Today, Sitar Doje is majoring in Tibetan language and literature at Tibet University in Lhasa. He is often invited to give live performances on stage or at the local radio station.
When he half-sings and half-narrates the Homeric-style epic, he seems possessed, and his face radiates as if his mind has traveled back to King Gesar's days.
"I can see vivid war scenes: how the king and his men fought, how their knives were wielded and how the swords flew," he said. Unless interrupted, he can sing endlessly.
He can sing more than 20 episodes of the epic, but new content keeps popping up in his brain.
"I've taken down about 50,000 words of the epic in Tibetan, and I hope someday these manuscripts will be published and translated into Chinese and even English," he said.
Sitar Doje said he is working hard on studying Chinese and English. "Hopefully, I'll be able to sing the King Gesar ballad for a larger audience. I'd be very proud if people from across the globe could all appreciate Tibetan culture," he said.
Upon graduation, he said he would like to become a King Gesar specialist at a research institute, or to be a full-time ballad singer back in his hometown.
"In both cases, I'll devote myself to the King Gesar epic preservation," he said.
The 1,000-year-old epic of King Gesar, with more than 120 episodes, is considered the crowning masterpiece of Tibetan folk literature.
About 150 Gesar singers are alive today, including Tibetans, Mongolians and some from the Tu ethnic group in Qinghai Province. Most are illiterate herders or peasants from Tibet, Qinghai and Inner Mongolia.

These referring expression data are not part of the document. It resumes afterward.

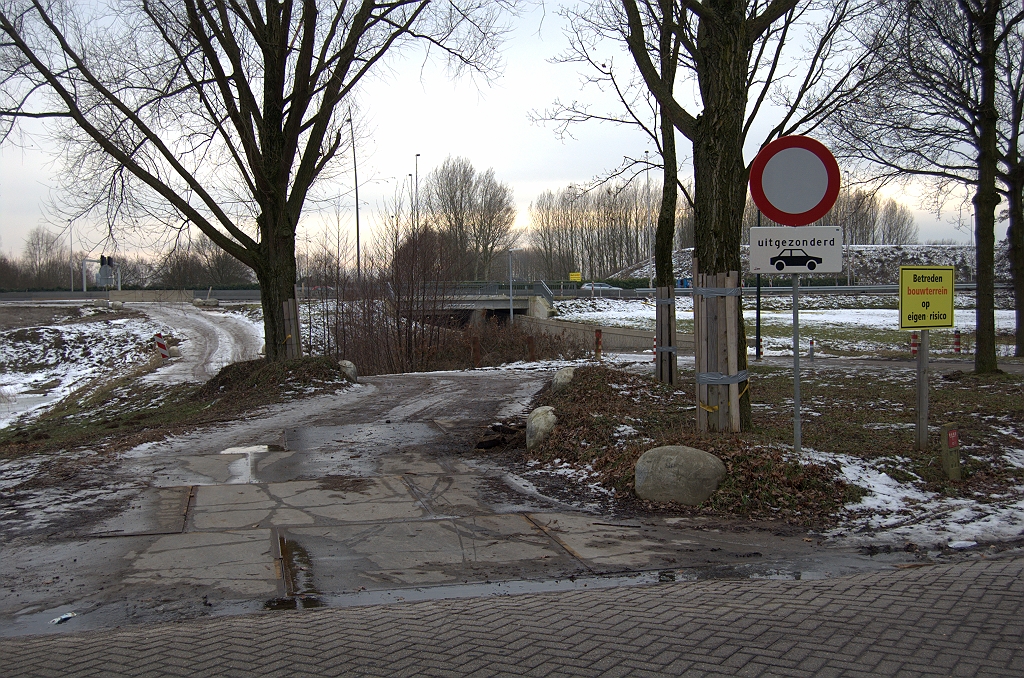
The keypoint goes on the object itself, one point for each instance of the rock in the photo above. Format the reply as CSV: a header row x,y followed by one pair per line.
x,y
678,473
348,368
562,379
539,426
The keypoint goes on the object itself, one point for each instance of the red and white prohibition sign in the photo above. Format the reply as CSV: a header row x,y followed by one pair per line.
x,y
795,180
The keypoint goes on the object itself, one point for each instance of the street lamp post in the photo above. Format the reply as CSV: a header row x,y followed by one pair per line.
x,y
646,200
355,176
417,201
511,310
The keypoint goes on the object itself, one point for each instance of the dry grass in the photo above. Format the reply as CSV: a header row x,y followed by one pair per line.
x,y
863,413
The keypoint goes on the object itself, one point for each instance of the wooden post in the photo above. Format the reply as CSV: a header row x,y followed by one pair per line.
x,y
732,338
922,437
949,452
666,367
699,345
477,356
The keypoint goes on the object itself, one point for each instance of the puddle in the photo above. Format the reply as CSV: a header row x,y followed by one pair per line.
x,y
297,570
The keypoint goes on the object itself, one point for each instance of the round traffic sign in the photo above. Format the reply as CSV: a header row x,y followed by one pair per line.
x,y
795,180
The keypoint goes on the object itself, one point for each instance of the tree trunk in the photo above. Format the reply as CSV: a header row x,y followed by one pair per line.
x,y
1015,235
664,272
986,198
275,271
719,170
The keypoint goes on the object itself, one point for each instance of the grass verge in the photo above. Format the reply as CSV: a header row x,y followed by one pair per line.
x,y
607,418
117,414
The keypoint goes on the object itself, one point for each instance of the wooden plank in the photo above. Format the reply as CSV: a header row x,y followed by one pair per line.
x,y
699,347
731,312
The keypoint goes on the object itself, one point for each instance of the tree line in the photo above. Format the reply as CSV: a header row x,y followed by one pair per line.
x,y
47,263
611,226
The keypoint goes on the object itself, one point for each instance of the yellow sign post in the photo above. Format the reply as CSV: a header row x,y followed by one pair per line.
x,y
926,297
926,302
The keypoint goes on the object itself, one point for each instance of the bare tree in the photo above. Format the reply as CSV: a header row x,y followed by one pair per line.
x,y
896,225
1010,97
739,55
472,211
934,114
212,113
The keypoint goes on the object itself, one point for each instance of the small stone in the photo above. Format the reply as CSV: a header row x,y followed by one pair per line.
x,y
348,369
678,473
562,379
539,425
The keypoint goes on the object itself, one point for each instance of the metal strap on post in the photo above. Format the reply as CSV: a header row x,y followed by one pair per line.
x,y
717,378
718,291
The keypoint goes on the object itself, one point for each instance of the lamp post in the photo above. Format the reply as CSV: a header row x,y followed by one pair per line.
x,y
511,311
355,176
71,248
417,201
650,227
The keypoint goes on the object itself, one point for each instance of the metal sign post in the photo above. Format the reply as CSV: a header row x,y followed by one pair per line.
x,y
796,363
926,302
795,181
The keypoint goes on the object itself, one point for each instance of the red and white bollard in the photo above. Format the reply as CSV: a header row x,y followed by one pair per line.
x,y
162,346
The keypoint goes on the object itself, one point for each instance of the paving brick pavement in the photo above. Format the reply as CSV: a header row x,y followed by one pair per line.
x,y
952,620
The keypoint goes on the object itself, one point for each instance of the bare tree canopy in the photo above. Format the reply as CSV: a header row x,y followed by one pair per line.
x,y
943,109
473,211
215,113
792,61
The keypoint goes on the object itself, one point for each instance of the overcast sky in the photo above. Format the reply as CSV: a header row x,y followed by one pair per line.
x,y
416,109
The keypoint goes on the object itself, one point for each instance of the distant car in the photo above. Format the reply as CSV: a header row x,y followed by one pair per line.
x,y
795,258
598,286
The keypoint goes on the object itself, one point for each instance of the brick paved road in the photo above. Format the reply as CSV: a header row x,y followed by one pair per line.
x,y
960,620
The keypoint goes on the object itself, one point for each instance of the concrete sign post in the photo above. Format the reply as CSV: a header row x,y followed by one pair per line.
x,y
926,302
795,180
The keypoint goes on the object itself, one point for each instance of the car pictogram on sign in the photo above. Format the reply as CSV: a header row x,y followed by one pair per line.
x,y
795,258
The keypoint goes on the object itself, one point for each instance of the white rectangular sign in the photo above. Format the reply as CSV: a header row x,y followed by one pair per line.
x,y
797,250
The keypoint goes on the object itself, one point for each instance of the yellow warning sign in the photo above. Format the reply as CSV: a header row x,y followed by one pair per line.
x,y
926,297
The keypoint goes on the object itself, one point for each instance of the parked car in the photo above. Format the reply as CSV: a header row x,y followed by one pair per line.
x,y
598,286
795,258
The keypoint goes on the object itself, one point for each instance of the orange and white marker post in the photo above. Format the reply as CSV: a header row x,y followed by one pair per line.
x,y
162,346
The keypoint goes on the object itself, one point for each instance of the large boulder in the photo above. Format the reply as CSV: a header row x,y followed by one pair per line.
x,y
562,379
539,425
678,473
348,369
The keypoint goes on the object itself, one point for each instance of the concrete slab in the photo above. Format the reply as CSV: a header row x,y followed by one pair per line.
x,y
342,499
475,549
450,495
154,511
606,546
229,507
239,563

"All claim they were suddenly able to sing the ballad after a strange dream or a serious disease," said Yungzhung Dawa, chief of the cultural heritage bureau in Qamdo Prefecture. "It remains a mystery how they actually acquired the ability."
China, in its three-decade campaign to preserve the 1-million-line epic, has made 5,000 hours of recordings of the singing and compiled 36 publications. The millennial epic has also given rise to a whole field of study referred to as "Gesarology."